SEARCHING FOR THE LIFE OF HARRIET HEMINGS
Catherine Kerrison, PA Humanities Council, Commonwealth Speaker
Saturday, August 2, 2014, 1 p.m.
Location: Lycoming County Historical Society, 858 W. 4th Street, Williamsport
Co-Sponsored by the Lycoming County Genealogical Society & Lycoming County Historical Society
Free Admission
Sometime in 1822 Harriet Hemings (the second of Sally Hemings’ children) left Thomas Jefferson’s Monticello, boarded a stagecoach to Philadelphia and all but disappeared. Fifty years later, her brother Madison Hemings talked of Harriet passing as white. Her identity as a fugitive slave was never discovered in her lifetime. This presentation follows her childhood, weighs her apparent choices and documents the detective work to locate a woman determined to disappear from the historical record. It uses images to imagine her life at Monticello and later in Philadelphia and Washington. This exploration of Jefferson’s families—both white and black—tells a larger story of gender, race and citizenship.

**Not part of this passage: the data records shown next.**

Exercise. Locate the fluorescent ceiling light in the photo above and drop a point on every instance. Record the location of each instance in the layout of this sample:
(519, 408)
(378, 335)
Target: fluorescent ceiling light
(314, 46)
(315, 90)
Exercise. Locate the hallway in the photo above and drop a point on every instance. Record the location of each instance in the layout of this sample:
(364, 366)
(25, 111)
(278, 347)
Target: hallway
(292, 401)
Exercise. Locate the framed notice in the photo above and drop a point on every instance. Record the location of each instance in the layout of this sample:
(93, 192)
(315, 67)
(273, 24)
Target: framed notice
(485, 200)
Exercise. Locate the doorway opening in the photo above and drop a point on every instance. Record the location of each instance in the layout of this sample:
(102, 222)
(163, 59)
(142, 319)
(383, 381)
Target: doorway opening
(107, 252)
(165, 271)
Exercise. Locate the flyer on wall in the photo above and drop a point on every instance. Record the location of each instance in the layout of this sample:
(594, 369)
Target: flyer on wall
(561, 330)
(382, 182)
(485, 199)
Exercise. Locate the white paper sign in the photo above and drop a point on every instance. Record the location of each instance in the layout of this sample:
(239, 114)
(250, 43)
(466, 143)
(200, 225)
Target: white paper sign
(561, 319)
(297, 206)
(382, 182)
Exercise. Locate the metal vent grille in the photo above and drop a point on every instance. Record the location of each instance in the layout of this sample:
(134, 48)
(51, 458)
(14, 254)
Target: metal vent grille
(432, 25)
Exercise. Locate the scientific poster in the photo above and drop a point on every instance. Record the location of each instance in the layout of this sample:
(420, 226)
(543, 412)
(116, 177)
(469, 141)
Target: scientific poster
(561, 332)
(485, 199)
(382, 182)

Catherine Kerrison teaches graduate and undergraduate courses in Colonial and Revolutionary America, American Women’s History, the History of Sexuality in America, Race and Gender at Monticello, and Historical Methodology at Villanova University. She has served as the Academic Director for Gender and Women’s Studies. Kerrison holds a PhD from The College of William and Mary.